AI in Surgical Decision Support: Promise and Pitfalls
How AI is transforming evidence retrieval for surgeons — and what to watch out for.
Large language models are revolutionising how clinicians access evidence. But surgical AI tools need careful design to avoid introducing new risks.
What AI Does Well
- Speed — synthesising hundreds of papers in seconds
- Comprehensiveness — searching across multiple databases simultaneously
- Summarisation — distilling long guideline documents into actionable points
- Citation — linking every claim back to its source
The Hallucination Problem
The biggest risk with LLM-based clinical tools is confabulation — generating plausible but incorrect information.

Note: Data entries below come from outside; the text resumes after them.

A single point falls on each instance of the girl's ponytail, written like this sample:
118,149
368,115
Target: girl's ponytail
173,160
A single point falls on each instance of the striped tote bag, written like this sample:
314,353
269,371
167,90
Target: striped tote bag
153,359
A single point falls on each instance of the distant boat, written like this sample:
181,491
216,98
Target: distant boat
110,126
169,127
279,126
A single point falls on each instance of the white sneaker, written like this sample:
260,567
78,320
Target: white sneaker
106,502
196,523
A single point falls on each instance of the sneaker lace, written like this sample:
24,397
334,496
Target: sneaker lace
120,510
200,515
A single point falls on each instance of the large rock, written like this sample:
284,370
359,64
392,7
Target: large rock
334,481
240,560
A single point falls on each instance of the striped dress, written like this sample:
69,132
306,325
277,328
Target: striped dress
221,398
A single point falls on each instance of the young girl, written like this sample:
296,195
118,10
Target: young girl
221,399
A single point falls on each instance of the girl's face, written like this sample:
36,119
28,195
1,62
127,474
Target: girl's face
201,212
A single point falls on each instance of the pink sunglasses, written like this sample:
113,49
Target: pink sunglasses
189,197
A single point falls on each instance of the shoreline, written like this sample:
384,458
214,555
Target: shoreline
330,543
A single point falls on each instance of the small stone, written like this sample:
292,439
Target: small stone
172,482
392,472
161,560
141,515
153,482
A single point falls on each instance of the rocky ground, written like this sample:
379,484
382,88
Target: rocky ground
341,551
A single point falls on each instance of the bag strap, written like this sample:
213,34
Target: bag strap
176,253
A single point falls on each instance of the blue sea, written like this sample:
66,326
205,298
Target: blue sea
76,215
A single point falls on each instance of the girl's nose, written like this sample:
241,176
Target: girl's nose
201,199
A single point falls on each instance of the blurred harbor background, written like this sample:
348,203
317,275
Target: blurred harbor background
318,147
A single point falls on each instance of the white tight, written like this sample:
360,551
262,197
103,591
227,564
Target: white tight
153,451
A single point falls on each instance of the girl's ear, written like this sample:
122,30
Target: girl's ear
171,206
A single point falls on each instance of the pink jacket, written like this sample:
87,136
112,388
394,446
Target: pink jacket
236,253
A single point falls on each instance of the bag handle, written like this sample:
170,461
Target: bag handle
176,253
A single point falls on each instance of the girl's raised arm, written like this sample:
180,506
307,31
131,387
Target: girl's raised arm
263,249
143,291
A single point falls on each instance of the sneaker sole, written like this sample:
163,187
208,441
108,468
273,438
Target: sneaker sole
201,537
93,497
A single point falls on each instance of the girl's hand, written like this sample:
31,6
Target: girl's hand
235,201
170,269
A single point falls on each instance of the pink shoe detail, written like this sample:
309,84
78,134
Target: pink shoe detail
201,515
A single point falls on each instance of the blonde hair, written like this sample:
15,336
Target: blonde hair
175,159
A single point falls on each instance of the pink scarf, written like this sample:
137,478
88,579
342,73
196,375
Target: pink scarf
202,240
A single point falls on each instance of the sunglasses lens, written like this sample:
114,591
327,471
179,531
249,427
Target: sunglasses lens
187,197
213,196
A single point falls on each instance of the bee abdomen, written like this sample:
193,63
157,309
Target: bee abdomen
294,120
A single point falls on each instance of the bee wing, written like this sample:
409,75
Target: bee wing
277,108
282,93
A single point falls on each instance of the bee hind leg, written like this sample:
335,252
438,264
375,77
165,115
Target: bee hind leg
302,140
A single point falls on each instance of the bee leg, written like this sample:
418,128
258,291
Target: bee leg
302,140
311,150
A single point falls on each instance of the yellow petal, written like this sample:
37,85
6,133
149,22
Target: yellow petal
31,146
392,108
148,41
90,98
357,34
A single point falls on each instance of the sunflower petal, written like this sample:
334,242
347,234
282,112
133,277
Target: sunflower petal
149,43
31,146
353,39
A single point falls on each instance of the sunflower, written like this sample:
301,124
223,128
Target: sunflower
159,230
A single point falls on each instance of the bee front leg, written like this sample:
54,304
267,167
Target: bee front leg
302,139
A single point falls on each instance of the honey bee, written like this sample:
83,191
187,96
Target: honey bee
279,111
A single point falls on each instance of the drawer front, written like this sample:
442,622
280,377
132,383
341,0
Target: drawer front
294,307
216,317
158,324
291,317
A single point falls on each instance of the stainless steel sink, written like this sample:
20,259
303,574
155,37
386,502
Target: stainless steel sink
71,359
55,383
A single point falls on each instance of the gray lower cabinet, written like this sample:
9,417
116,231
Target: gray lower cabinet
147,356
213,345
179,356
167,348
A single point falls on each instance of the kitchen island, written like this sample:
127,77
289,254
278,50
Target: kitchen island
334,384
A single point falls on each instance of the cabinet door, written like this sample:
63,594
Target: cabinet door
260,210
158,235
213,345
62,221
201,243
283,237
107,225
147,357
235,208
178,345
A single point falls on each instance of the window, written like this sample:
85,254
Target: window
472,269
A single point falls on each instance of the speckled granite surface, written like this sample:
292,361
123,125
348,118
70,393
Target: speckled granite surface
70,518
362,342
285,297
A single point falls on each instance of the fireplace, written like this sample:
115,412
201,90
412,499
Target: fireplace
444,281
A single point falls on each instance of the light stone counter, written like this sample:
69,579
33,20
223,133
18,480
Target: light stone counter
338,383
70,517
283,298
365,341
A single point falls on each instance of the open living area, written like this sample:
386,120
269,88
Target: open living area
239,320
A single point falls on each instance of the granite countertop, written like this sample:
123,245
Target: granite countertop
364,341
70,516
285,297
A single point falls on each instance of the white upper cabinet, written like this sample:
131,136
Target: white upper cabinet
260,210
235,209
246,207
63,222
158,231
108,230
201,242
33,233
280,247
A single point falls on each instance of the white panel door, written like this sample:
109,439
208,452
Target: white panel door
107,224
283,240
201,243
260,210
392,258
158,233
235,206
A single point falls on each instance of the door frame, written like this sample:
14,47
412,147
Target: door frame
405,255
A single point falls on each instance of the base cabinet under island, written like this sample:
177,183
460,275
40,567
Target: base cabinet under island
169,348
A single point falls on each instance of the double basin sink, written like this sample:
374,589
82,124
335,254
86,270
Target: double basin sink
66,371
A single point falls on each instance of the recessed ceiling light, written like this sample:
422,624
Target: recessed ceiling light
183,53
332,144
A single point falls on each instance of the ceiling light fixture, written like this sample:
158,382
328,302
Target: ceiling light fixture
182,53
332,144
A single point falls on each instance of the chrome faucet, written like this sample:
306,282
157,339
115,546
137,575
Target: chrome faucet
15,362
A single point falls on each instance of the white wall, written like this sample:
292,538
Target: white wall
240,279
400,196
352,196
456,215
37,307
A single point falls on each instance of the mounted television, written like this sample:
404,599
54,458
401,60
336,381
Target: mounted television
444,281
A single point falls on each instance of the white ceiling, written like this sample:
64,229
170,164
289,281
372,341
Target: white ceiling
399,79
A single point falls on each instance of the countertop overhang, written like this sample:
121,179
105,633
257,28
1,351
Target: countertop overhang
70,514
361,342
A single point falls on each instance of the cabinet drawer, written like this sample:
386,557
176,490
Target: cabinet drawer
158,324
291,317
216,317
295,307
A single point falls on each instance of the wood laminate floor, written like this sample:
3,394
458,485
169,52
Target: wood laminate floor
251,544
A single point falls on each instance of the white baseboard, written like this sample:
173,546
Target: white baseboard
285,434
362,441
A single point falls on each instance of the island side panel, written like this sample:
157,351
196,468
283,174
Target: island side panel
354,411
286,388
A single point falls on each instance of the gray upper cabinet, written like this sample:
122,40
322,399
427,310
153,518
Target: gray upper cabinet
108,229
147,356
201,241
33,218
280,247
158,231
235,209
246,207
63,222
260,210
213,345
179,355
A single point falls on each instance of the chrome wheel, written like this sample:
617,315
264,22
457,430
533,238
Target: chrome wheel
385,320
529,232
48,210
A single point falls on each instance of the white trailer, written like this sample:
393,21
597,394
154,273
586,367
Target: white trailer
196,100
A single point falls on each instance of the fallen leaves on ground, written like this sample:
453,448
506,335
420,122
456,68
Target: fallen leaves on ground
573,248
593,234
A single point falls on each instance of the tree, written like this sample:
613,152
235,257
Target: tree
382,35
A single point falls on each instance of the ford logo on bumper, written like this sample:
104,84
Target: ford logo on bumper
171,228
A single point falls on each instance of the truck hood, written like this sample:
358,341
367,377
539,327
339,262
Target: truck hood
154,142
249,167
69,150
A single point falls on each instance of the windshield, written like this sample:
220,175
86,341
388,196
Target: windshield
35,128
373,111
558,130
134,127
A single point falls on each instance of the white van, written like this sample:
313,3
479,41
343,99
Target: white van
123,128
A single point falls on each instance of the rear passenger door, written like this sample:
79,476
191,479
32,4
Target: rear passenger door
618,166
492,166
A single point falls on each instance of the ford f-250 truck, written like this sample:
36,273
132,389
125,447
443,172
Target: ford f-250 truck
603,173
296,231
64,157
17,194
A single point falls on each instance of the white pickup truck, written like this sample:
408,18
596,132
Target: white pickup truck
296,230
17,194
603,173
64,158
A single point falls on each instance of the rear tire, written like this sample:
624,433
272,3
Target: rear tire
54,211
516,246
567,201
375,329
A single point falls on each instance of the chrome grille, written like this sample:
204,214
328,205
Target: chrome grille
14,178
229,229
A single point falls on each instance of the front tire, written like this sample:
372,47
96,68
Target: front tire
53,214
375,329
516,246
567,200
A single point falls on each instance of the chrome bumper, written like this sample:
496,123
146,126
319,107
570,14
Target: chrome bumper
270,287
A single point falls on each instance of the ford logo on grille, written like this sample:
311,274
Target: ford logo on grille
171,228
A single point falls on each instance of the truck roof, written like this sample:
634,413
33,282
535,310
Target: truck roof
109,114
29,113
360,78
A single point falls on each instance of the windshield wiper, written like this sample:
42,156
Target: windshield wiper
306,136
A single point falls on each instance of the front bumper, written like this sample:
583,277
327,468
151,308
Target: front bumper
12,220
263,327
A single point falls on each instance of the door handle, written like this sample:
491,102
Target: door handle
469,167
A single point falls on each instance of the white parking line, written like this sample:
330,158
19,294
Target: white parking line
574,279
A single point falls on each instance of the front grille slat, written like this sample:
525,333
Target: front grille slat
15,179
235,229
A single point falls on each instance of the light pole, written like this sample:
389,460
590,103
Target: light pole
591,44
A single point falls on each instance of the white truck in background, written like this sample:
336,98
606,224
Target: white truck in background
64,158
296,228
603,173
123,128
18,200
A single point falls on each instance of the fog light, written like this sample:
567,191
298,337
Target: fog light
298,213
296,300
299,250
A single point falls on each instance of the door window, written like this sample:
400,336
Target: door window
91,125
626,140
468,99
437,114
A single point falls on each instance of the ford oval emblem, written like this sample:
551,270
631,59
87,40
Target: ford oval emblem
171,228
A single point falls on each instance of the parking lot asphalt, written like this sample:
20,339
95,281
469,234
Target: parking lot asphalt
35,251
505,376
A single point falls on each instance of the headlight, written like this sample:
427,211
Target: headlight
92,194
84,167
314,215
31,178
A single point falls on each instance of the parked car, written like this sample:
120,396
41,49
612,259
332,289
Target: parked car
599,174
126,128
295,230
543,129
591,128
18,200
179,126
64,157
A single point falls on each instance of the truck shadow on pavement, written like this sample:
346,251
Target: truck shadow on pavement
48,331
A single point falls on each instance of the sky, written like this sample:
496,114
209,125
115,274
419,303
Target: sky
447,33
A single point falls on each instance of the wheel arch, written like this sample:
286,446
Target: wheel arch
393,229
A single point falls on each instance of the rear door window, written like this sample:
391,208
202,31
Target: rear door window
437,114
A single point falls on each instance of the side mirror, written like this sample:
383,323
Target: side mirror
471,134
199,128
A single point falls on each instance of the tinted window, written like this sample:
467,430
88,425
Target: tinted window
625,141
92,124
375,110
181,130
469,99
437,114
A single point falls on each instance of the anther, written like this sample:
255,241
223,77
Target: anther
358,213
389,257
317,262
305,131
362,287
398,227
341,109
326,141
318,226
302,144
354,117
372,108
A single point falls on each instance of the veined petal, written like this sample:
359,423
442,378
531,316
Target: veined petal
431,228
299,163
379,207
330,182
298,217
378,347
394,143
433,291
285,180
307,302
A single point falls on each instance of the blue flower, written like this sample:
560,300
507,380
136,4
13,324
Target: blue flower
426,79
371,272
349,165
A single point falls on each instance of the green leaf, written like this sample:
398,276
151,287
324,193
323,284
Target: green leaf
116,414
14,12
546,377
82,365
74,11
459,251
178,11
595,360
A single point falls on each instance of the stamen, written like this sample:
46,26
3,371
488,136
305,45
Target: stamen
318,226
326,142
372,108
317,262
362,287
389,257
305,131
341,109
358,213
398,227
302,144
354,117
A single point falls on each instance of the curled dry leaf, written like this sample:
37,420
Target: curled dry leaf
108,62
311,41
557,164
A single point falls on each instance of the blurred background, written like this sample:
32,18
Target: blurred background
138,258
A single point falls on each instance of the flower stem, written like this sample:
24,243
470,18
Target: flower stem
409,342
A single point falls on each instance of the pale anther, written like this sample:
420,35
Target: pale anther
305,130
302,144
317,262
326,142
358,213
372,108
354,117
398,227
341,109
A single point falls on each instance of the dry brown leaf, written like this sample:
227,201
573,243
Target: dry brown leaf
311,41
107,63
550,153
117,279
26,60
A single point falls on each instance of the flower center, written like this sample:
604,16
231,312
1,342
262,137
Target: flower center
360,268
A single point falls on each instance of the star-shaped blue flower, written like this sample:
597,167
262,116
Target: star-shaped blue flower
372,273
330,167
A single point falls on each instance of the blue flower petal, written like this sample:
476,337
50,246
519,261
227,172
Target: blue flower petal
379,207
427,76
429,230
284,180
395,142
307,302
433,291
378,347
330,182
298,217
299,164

This is why any serious clinical AI must:
- Always cite sources — no unsourced claims
- Grade evidence quality — distinguish meta-analyses from case reports
- Flag uncertainty — clearly indicate when evidence is limited
- Never diagnose or prescribe — remain an evidence retrieval tool
Torr Health's Approach
We use a RAG (Retrieval-Augmented Generation) architecture that:
- Retrieves real evidence from verified sources before generating any answer
- Grades every citation on a 5-level evidence strength scale
- Includes a mandatory disclaimer on every answer
- Stores no patient data (avoids SaMD classification)
Regulatory Considerations
Clinical AI tools in the UK must consider MHRA regulation. By positioning as an evidence retrieval and synthesis tool — not a diagnostic or treatment recommendation engine — Torr Health operates as a clinical reference tool rather than a Software as a Medical Device (SaMD).